Somit ist ein gemeinsamer Code of Conduct der ASEAN-Staaten, also ein Verhaltenskodex für ein abgestimmtes Vorgehen, für den vietnamesischen ASEAN-Vorsitz prioritär. Premierminister Nguyen Xuan Phuc sagte im Juni: »Wir bestätigten erneut die Wichtigkeit, Frieden, Sicherheit, Stabilität und Navigationsfreiheit im Luft- und Seeraum des Südchinesischen Meeres zu erhalten und zu stärken.« Le Thi Thu Hang, Sprecherin des Außenministeriums, fügte hinzu: »Die Wiederaufnahme der Verhandlungen für einen Code of Conduct nach der Unterbrechung aufgrund von Covid-19 ist Priorität für die ASEAN-Länder und China.«
Bislang war es nicht gelungen, eine gemeinsame Position der ASEAN-Staaten zu finden. Während Vietnam, die Philippinen, Malaysia, Brunei und Indonesien überwiegend ihre eigene Souveränität entgegen Chinas Position zu verteidigen suchen, halten sich Laos und Kambodscha zurück oder unterstützen sogar aktiv die chinesische Position. Philip Degenhardt, Büroleiter des Südostasienbüros der Rosa-Luxemburg-Stiftung in Hanoi, erklärt: »Kritische ASEAN-Resolutionen scheitern oft an den Vetos einzelner Mitgliedsstaaten, wie beispielsweise Kambodscha, welche selbst keinen eigenen Zugang zum Südchinesischen Meer besitzen.« Der kambodschanischen Regierung wird von mehreren Seiten vorgeworfen, abhängig von der chinesischen Regierung zu sein.
Vor diesem Hintergrund ist der kleine Erfolg der vietnamesischen Seite in diesem Jahr beachtlich. Ein gemeinsames Papier vom Juni ist in der Sprache vorsichtig und diplomatisch, doch beruft es sich auf die den legalen Rahmen der UNCLOS von 1982. Da China die UNCLOS-Entscheidungen nicht anerkannt hat und stattdessen auf bilaterale Verhandlungen setzt, ist dieser Widerspruch zu China ein Fortschritt im Zusammenhalt der Staatenunion. Es bleibt abzuwarten, ob in den kommenden Treffen dieser Woche weitere Schritte erreicht werden können.

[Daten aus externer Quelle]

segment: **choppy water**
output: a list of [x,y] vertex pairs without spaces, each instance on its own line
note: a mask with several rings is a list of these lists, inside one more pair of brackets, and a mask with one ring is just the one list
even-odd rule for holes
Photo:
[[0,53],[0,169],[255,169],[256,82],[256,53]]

Das ASEAN People’s Forum, die Plattform der Zivilgesellschaft der ASEAN-Staaten, tagte bereits vom 5. bis 7. November und überwiegend digital. Auch in dem Forum war die sicherheitspolitische Lage und die Frage nach dem Regionalismus der ASEAN ein zentrales Thema, und es wurden Wünsche und Arbeitsaufträge für die kommenden Tage formuliert. So kritisierten Vertreter der vietnamesischen Seite, dass der Konflikt im Südchinesischen Meer noch nicht ausreichend adressiert wurde. Eine Sprecherin zog den Schluss, dass der Konflikt im Südchinesischen Meer und die militärische Konfrontation zwischen den USA und China dort dazu beiträgt, dass die Covid-Pandemie weniger effizient und weniger koordiniert bekämpft wird. Eine Lösung für den Konflikt ist deshalb umso dringender.